In 1992, with 14 used trucks and 30 trailers, the Boychuks ordered their first new trucks — two Kenworth T800s. It was a time to celebrate. But that year, Nick lost a battle to cancer at the age of 56. Mourning the death of his father and business partner, as well as dealing with nervous creditors, Tim contemplated packing it in.
Yet here he was, right where he’d always dreamed of being, at the helm of the family business. Instead of scaling back, Tim looked to expand. At the bank, he recalls, “There was this fear that, ‘Oh no the kid is going to come in and screw it all up.'” But the company was financially strong, and Tim found a lender willing to finance its growth. Tim made the bold move of purchasing six new B-train combinations to haul methanol, which is used to hydrate pipelines. At that time, the Alberta economy was unstable.

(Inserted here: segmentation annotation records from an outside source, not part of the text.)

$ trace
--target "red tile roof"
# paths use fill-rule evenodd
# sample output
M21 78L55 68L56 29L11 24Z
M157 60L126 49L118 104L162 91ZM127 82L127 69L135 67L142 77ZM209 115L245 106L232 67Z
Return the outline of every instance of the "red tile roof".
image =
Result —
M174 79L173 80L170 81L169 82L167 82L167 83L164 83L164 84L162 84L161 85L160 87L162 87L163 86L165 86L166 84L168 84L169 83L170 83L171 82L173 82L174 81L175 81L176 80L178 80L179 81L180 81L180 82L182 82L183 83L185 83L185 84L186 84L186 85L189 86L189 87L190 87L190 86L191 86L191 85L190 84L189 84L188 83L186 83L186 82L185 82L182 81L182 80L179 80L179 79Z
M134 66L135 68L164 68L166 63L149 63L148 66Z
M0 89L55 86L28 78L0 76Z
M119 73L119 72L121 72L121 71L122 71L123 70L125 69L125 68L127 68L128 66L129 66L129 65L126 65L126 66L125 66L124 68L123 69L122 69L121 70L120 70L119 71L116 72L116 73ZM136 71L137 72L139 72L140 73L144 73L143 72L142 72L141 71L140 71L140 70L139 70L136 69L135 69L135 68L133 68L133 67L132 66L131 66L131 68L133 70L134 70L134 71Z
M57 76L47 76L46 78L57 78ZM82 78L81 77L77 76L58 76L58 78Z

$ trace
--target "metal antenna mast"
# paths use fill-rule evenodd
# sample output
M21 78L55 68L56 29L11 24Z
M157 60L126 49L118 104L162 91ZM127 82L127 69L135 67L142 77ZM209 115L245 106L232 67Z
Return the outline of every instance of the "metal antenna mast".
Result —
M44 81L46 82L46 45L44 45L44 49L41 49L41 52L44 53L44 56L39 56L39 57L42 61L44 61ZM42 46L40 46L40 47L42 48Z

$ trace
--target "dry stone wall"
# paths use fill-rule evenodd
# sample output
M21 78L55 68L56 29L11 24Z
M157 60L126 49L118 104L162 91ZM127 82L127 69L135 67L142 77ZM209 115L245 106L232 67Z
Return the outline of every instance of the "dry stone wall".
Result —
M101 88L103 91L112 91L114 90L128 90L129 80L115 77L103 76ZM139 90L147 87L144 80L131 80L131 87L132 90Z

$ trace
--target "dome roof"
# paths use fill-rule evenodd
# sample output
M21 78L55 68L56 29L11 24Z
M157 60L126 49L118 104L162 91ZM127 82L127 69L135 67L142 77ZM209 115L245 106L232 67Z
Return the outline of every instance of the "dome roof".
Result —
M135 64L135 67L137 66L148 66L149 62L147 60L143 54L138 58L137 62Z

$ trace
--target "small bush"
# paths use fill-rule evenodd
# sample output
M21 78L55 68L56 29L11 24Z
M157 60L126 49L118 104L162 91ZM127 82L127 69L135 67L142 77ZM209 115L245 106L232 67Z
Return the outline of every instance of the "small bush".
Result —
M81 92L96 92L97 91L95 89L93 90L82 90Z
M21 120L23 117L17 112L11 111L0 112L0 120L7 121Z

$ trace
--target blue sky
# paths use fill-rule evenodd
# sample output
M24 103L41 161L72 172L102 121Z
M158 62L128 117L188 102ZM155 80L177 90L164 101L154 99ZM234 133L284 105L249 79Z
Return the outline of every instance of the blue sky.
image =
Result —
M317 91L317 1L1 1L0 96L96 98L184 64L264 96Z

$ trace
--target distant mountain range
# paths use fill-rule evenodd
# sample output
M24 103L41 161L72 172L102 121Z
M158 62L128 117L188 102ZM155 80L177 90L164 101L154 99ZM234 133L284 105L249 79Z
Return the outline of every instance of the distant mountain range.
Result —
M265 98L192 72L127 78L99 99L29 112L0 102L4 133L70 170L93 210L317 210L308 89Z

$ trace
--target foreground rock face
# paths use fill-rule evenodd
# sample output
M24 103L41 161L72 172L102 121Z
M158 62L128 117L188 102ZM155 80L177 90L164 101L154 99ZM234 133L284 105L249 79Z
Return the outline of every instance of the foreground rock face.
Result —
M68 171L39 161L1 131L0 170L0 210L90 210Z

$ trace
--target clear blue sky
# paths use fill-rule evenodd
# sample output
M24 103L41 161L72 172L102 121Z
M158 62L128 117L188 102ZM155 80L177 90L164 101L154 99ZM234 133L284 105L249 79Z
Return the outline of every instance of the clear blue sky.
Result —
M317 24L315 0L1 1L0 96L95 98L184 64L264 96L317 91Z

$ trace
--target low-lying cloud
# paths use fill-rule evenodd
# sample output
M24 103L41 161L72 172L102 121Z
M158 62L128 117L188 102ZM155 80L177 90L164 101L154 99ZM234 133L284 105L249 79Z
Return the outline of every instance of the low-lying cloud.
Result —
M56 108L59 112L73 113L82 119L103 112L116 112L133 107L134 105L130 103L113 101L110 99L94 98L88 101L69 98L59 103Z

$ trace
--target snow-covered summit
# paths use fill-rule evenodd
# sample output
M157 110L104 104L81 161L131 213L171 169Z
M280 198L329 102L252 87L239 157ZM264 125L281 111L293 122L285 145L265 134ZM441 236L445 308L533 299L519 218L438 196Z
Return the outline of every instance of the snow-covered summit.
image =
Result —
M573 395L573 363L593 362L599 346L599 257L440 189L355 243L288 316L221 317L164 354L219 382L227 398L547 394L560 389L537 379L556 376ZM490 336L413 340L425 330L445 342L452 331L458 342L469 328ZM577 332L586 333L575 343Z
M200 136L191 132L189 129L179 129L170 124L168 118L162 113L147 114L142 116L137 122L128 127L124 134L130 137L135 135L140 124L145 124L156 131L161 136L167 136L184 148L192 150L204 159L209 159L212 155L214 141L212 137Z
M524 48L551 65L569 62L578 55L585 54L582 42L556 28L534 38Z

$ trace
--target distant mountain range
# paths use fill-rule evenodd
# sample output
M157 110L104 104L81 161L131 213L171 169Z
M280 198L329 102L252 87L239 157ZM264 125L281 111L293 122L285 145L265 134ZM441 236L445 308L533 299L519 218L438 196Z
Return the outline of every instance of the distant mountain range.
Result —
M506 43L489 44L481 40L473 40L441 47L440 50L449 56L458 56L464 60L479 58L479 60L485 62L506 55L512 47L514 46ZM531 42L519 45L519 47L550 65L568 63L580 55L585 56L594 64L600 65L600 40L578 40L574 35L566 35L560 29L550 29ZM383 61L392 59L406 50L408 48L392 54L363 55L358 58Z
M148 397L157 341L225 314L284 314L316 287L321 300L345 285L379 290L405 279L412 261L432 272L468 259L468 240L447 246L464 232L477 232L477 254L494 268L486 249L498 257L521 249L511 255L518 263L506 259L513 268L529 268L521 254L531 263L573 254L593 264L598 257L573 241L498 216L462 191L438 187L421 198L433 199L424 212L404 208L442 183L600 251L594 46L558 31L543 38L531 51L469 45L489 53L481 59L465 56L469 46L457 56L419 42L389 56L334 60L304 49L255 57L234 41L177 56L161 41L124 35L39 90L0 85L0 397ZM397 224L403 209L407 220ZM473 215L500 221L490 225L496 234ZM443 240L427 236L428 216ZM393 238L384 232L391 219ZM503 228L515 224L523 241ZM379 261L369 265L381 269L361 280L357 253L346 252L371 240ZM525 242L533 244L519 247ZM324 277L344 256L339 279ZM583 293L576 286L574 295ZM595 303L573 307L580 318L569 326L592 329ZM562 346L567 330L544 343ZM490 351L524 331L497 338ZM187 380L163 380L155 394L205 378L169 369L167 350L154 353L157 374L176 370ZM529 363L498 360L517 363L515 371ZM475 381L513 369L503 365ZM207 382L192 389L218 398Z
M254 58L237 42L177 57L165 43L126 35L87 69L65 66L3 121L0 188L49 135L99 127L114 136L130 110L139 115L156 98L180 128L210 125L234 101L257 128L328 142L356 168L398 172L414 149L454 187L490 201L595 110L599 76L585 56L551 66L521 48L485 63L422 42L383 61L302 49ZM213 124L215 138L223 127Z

“The trailers sat awhile,” he says, “and all of a sudden business went nuts, and we didn’t have enough trailers. It was just one of those wild years. It turned out to be one of the best moves we could have made at the time.”
To date, Boychuk Transport operates more than 40 tractors and 100 combination trailers and has grown financially about 10 per cent a year since Tim took over. The company has made an acquisition of its own, buying part of Sherwood Park, Alta.-based Cimmaron Ventures to haul waste and recycled oil.
As for what lies ahead: “Five years from now I think we’ll be either double the size or be gone,” Boychuk says. “Trucking these days is eat or be eaten.”
He hopes that one day his own children will chart the family legacy in trucking. “I would love to see the business handed down to a fourth generation,” he says. “Of course, they have more opportunities to do bigger and better things… For me though, this is what I’ve always wanted to do. It’s all I’ve known.”